En RDC, les échos du génocide
Le génocide a eu de nombreuses conséquences dans les décennies
suivantes. Au Rwanda, Paul Kagame, ancien commandant au sein du FPR,
devient peu à peu l'homme fort du pays, qu'il préside de manière
ininterrompue depuis 2000. Il y pratique un pouvoir autocratique, et des
ONG comme Amnesty International ont pointé son instrumentalisation des
lois sur le génocide pour museler les oppositions[10].

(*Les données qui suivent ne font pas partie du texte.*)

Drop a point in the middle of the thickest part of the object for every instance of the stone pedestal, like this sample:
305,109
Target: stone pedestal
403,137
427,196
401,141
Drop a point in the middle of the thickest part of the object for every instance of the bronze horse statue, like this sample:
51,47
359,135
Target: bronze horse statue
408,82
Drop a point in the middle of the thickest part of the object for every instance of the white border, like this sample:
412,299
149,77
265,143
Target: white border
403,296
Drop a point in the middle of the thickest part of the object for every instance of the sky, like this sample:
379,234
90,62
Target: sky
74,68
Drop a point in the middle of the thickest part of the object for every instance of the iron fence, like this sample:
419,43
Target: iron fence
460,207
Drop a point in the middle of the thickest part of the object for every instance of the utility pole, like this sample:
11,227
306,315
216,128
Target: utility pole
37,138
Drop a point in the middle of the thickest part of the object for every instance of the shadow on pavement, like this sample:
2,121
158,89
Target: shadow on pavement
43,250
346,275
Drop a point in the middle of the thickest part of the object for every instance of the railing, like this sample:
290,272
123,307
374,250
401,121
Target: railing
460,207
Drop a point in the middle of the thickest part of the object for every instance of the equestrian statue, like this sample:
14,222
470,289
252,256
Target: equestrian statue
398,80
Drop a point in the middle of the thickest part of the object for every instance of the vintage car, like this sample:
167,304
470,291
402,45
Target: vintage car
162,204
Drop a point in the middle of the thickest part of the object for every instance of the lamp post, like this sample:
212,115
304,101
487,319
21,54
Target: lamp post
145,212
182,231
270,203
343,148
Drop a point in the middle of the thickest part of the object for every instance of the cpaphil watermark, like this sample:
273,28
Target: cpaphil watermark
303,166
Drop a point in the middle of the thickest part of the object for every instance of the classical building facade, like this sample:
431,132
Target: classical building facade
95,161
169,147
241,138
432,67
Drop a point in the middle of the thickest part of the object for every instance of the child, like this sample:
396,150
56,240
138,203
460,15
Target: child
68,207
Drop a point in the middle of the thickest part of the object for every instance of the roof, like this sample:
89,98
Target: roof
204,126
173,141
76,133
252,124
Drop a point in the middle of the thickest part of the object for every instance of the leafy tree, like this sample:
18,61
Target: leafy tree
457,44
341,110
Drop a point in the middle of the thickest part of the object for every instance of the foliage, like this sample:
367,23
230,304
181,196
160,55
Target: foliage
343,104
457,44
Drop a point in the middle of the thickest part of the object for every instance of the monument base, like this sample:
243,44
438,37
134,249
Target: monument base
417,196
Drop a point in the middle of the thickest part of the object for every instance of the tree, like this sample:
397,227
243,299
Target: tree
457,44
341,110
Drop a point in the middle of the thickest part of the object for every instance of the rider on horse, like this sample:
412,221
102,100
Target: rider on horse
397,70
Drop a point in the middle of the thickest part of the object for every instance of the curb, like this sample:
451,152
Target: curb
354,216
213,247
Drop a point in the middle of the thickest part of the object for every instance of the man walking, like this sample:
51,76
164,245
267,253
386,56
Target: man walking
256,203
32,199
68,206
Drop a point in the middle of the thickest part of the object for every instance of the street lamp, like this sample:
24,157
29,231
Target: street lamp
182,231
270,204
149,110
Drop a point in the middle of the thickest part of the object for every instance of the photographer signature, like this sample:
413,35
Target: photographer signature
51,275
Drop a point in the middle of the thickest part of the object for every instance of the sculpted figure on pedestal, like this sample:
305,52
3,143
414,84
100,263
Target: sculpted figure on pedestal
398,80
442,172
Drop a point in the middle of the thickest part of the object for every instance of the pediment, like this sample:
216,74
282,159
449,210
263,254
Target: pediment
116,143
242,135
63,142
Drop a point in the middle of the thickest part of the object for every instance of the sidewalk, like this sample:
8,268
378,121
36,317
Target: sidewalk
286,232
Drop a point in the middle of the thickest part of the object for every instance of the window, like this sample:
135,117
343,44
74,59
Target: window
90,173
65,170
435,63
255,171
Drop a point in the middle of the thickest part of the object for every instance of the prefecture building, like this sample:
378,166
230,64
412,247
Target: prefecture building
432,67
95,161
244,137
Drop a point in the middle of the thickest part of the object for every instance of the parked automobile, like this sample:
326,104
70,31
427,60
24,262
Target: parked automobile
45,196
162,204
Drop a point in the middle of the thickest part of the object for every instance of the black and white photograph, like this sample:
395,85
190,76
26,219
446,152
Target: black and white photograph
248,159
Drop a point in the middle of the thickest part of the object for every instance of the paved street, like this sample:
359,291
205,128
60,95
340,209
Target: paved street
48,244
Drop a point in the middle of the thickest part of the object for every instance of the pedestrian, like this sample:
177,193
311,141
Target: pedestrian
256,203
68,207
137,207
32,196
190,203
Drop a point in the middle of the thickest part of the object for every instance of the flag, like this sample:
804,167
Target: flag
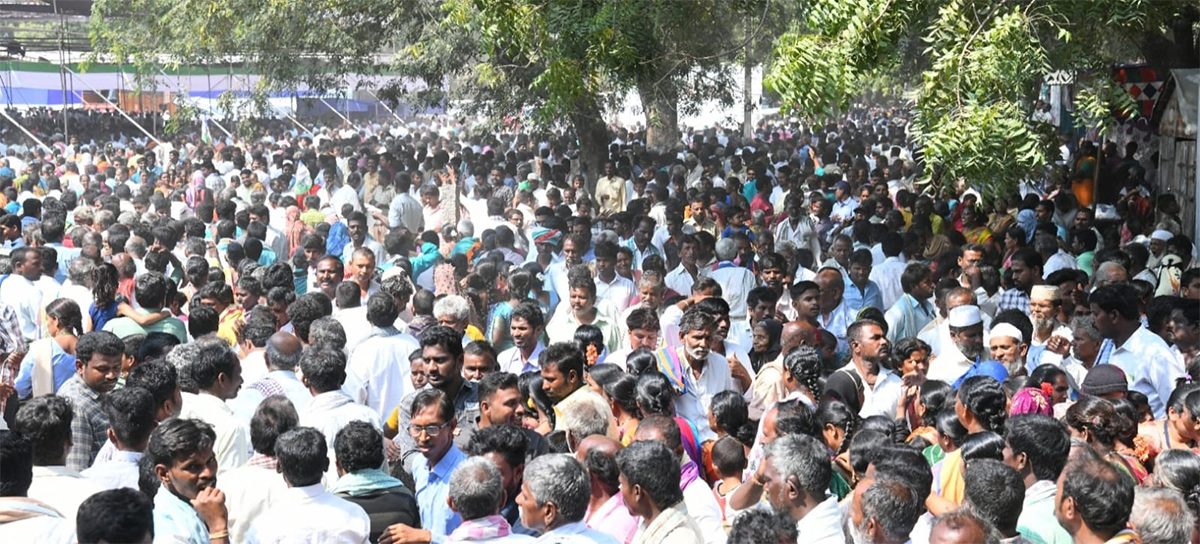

Les conséquences se sont aussi faites sentir dans les pays voisins du
Rwanda. Après le génocide, plus de deux millions de hutus fuient le
Rwanda vers le Zaïre, où ils commencent à s'organiser et continuent de
persécuter des communautés tutsies. Le nouveau gouvernement rwandais va
alors commencer à armer les tutsis zaïrois. En 96, le gouvernement
rwandais soutient l'Alliance des forces démocratiques pour la libération
du Congo (AFDL) lors de la première guerre du Congo, qui mènera à la
chute du dictateur Mobutu.
Le pays devient la République démocratique du Congo, et va être le
théâtre de guerres et d'affrontements ininterrompus depuis trente ans,
en particulier dans l'Est du pays et la région du Nord-Kivu. Ces
conflits ont fait plus de six millions de morts depuis 1998, et provoqué
d'immenses catastrophes humanitaires.
Ces dernières années, un des acteurs principaux de ces conflit est le
mouvement du 23 mars, ou M23, créé avec le soutien du gouvernement de
Paul Kagame qui continue de le soutenir[11]malgré de nombreuses
accusations de massacres, de viols[12]et de recrutement
d'enfants-soldats[13]. Le M23 est principalement composé de Tutsis, et
s'oppose notamment au FDLR[14], groupe armé constitués de hutus rwandais
réfugiés en RDC[15].
L'impérialisme occidental, carburant des guerres post-coloniales
Mais les échos du génocide sont loin d'être la seule raison des conflits
dans la région: ils se structurent surtout autour de ses immenses
richesses minières, ses sols contenant de grandes réserves d'or, de
diamants, d'étain, de cuivre, de tungsten et de cobalt. Surtout, la
région du Kivu contiendrait 60 à 80% des réserves mondiales de Coltan,
un minerai dont est extrait le tantale, un métal très important dans la
fabrication des appareils électroniques. Ces ressources sont extraites
dans des mines privatisées à plus de 70%, exploitées directement ou
indirectement par des grands groupes européens (notamment Glencore et
ENRC) et par la Chine.
Il ne fait aucun doute que le fait de conserver une attache dans une
région aussi stratégique a pesé lourd dans les choix faits par les
différents gouvernements français successifs. Tour à tour soutien du
président Juvénal Habyarimana, puis du gouvernement intérimaire
génocidaire, la France essaie aujourd'hui de normaliser ses relations
avec le gouvernement de Paul Kagame: reconnaissant du bout des lèvres
les responsabilités de la France dans le génocide lors d'une visite à
Kigali en 2021, Macron refuse de reconnaître publiquement l'implication
du Rwanda dans les conflits du Nord-Kivu. Trente ans après le génocide,
l'impérialisme reste la seule boussole de l'État.
N. Bartosek (UCL Alsace)
Chronologie
* XVe siecle fondation du royaume du Rwanda.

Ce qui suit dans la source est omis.